A legal discontinuance, by town vote, of a road as a public w,av is to be distinguished from a discontinuance of maintenance under G. L. c. 82, § 32A (1994 ed.). A discontinuance of maintenance under G. L. c. 82, § 32A, merely relieves a municipality of liability for care and maintenance of the road. It, unlike a formal discontinuance by town vote, does not extinguish the right of the public, and abutting landowners, to travel over the road. Coombs v. Selectmen of Deerfield, 26 Mass. App. Ct. 379, 381 (1988). See Sevener v. Faulkner, 253 Ark. 649, 650 (1972); Spradley v. Hall, 57 S.W.2d 182 (Tex. Ct. App. 1933). Thus, a discontinuance of maintenance under § 32A would create a “public access” private way. The Superior Court judge erred in importing this analysis to a formal legal discontinuance of the road by town vote.
The defendant maintains on appeal that the Nylanders do not own the disputed portion of Bachellor Road because the roads through the premises were “reserved and not conveyed” in a deed in the Nylanders’ chain of title from “Whiting to Fisk.” The Superior Court judge found that Bachellor Road was one of the roads referred to in the Whiting-Fisk deed but did not expressly decide whether the quoted language above operated to except the disputed portion of road from conveyance. He did determine that ownership of the roadbed reverted to the Nylanders’ predecessor when the town discontinued that portion of Bachellor Road as a public way. “The general finding against the [defendant] imports a finding of all subsidiary facts essential to that result, so far as permissible on the evidence.” Erickson v. Ames, 264 Mass. 436, 441 (1928). “[I]f upon all the facts thus displayed and the reasonable inferences of which they are susceptible, the ultimate finding is justified as matter of law, it must stand.” Rahilly v. Addison, 350 Mass. 660, 662 (1966). We conclude that the finding is justified as matter of law since evidence established that Whiting owned no other land appurtenant to Bachellor Road and supported the conclusion that Whiting’s intent was to ensure that the grant did not interfere with the public’s right to travel over the public road, not to except a portion of the roadway for his heirs. See Bessey v. Oilman, 242 Mass. 89, 91 (1922) (deeds construed to give effect to intent of parties). The judge’s finding that on discontinuance of Bachellor Road as a public way title in the roadbed reverted to the Nylanders was correct.

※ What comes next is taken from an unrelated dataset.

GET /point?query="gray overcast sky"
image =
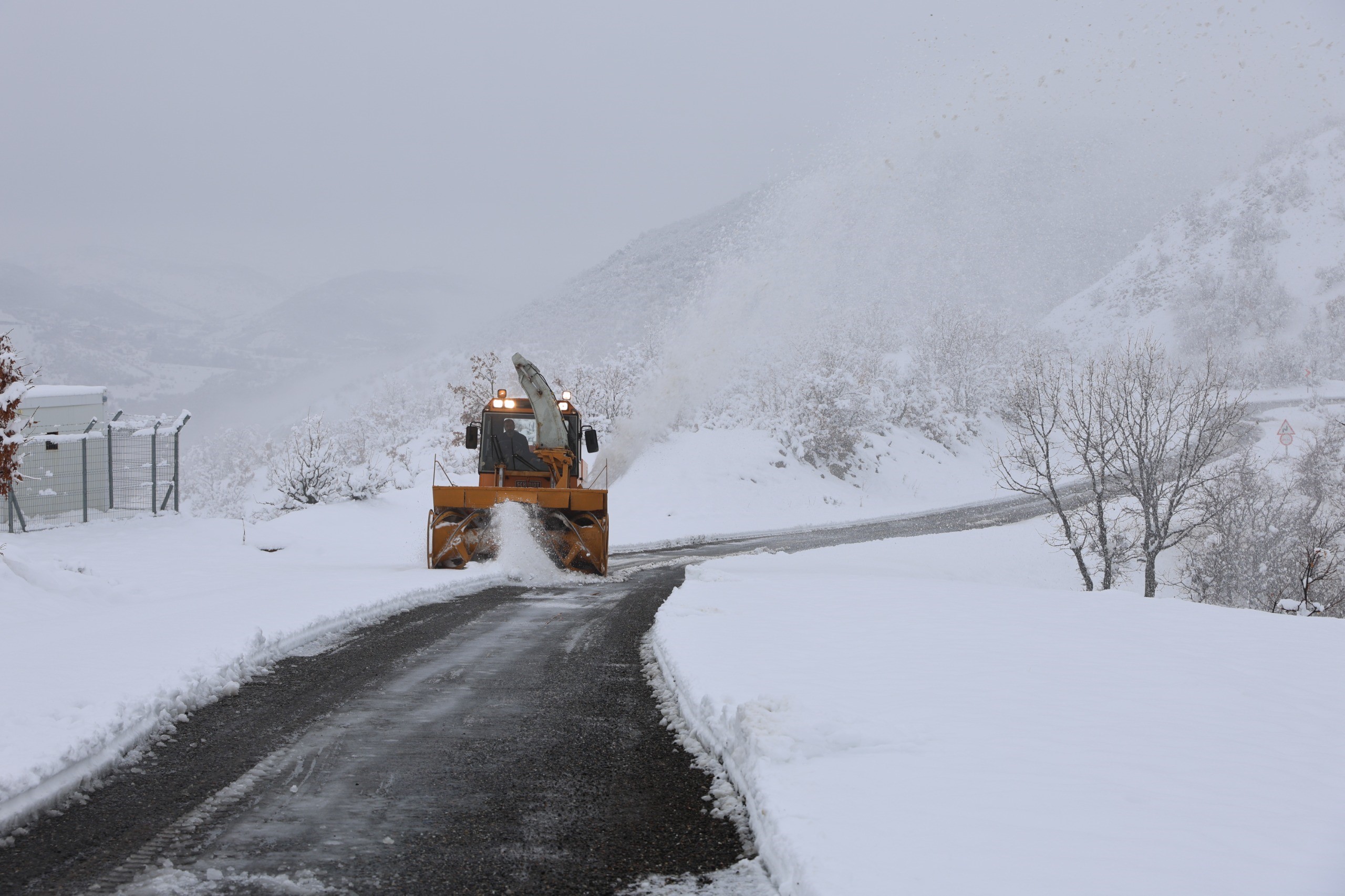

Potter’s claim of an easement by necessity, if available in these circumstances, would fail because her parcel has access via Athol Road, a public way.
In the Commonwealth, the sole remedy for a landowner damaged by the discontinuance of a public road is monetary damages. G. L. c. 82, § 24 (1994 ed.). G. L. c. 79, § 10 (1994 ed.). Wenton v. Commonwealth, 335 Mass. 78, 80 (1956). Morse v. Benson, 151 Mass. 440, 441-442 (1890). Cf. Lancy v. Boston, 185 Mass. 219, 221 (1904) (where Legislature takes land for public use, statute which provides for damages is exclusive). A claim for monetary damages is only available if a parcel is rendered landlocked by the discontinuance of a public way. Potter and her predecessors, therefore, would have been ineligible for damages as the parcel fronts Athol Road, a public way.